Our research estimates the labor market effects of automation at the level of US commuting zones (CZs) using a data set of new automation technology patents that covers 722 CZs over 39 years. A complication is that local labor market conditions may influence the number of automation patents filed, making it difficult to isolate how automation patents influence local labor markets. Our research design addresses this concern by analyzing industries that are located in many different CZs throughout the country because national industries are unlikely to adopt automation in response to labor market trends in a specific CZ. Additionally, our research uses information on the patent filer to identify innovations that are unconnected to US labor market developments. Patenting activities by universities, public research institutes, foreigners, and governments are less likely to result from a business interest in the United States, making it less likely that these patents were filed in response to local labor market conditions.
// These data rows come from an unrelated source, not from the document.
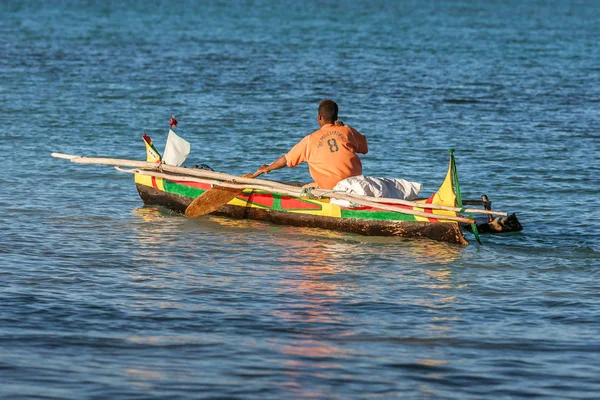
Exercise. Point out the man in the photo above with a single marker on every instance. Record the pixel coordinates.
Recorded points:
(331, 152)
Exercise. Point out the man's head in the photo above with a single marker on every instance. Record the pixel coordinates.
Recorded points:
(327, 112)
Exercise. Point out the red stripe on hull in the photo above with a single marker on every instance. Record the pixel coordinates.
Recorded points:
(289, 203)
(265, 200)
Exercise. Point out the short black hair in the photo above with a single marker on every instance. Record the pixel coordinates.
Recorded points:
(328, 109)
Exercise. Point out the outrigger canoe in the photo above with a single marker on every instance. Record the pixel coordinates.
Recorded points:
(437, 217)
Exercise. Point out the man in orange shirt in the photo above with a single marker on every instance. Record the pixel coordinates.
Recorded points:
(331, 152)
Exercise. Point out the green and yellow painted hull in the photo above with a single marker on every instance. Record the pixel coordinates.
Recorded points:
(283, 209)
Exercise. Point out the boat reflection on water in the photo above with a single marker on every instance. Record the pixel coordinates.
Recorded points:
(327, 290)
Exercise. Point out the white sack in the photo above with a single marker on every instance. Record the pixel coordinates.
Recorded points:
(393, 188)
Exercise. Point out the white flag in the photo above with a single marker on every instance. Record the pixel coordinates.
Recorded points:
(176, 150)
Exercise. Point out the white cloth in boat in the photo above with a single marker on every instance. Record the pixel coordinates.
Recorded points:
(176, 150)
(393, 188)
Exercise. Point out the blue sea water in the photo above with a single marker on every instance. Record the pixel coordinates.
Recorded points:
(101, 297)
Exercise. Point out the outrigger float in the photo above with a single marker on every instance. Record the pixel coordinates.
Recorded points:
(439, 217)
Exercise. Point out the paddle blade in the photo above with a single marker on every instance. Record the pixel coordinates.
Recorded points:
(210, 201)
(213, 199)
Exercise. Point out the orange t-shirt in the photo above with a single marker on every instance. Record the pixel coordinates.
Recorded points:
(330, 153)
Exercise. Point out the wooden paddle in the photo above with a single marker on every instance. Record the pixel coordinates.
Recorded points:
(214, 198)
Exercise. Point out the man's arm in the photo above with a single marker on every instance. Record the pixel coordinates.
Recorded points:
(277, 164)
(361, 141)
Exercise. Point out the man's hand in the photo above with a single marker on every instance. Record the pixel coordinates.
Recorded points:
(263, 169)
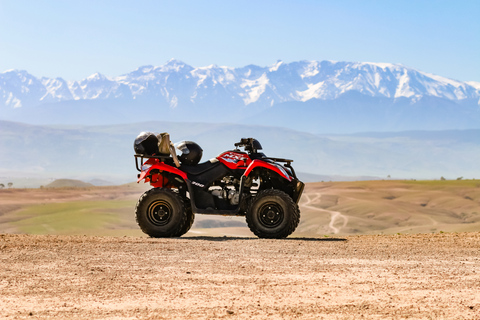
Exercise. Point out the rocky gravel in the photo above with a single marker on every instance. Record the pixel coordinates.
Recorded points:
(422, 276)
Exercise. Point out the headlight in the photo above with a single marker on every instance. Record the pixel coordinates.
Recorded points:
(282, 169)
(145, 167)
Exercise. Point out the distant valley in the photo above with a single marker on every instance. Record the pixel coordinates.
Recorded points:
(106, 152)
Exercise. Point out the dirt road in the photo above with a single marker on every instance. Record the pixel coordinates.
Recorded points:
(385, 277)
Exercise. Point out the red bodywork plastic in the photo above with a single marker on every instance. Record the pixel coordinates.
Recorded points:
(157, 180)
(235, 160)
(259, 163)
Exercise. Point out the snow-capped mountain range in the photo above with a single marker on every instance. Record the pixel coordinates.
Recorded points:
(312, 96)
(177, 83)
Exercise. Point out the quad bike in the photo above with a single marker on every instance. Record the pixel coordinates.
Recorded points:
(265, 190)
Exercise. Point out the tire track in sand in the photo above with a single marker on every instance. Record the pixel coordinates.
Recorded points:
(334, 215)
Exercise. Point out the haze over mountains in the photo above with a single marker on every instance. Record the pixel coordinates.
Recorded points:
(310, 111)
(325, 96)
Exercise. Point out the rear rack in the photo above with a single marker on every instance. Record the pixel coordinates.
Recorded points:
(288, 161)
(142, 156)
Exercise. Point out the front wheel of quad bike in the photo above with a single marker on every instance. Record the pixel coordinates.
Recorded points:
(161, 213)
(273, 214)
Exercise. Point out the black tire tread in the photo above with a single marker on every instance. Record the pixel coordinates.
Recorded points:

Our research assesses the effect of automation patents on local employment-to-population ratios over a five-year horizon. First, it finds a significantly positive effect of automation on total employment, but our results show that the positive effect arises entirely in the service sector, whereas manufacturing workers do not benefit from automation. Second, our results reveal that automation has negative consequences for workers in CZs with a higher share of repetitive job tasks in manufacturing. Third, our results suggest that the effect of automation has become less positive over time. Our research also studies wages and provides evidence that automation has positive effects on wages in CZs with a low repetitive-task share but negative effects in others.
There are strengths and weaknesses to our approach to measuring automation technology. Text classification is an inherently imprecise activity, and we introduced further imprecision through probabilistic matching of patents to industries and CZs. Also, we made assumptions on the usefulness of patents and the way they are implemented. On the upside, we imposed fewer assumptions on the nature of advances in automation technology compared with past research that uses repetitive-task shares or computer and robot investment. Also, our measure allows us to closely track the technology frontier, translating newly granted patents into a detailed data set at the industry or CZ level. Therefore, we consider our measure a complement to previous measures of automation.
NOTE
This research brief is based on Katja Mann and Lukas Püttmann, “Benign Effects of Automation: New Evidence from Patent Texts,” Review of Economics and Statistics 105, no. 3 (May 2023): 562–79.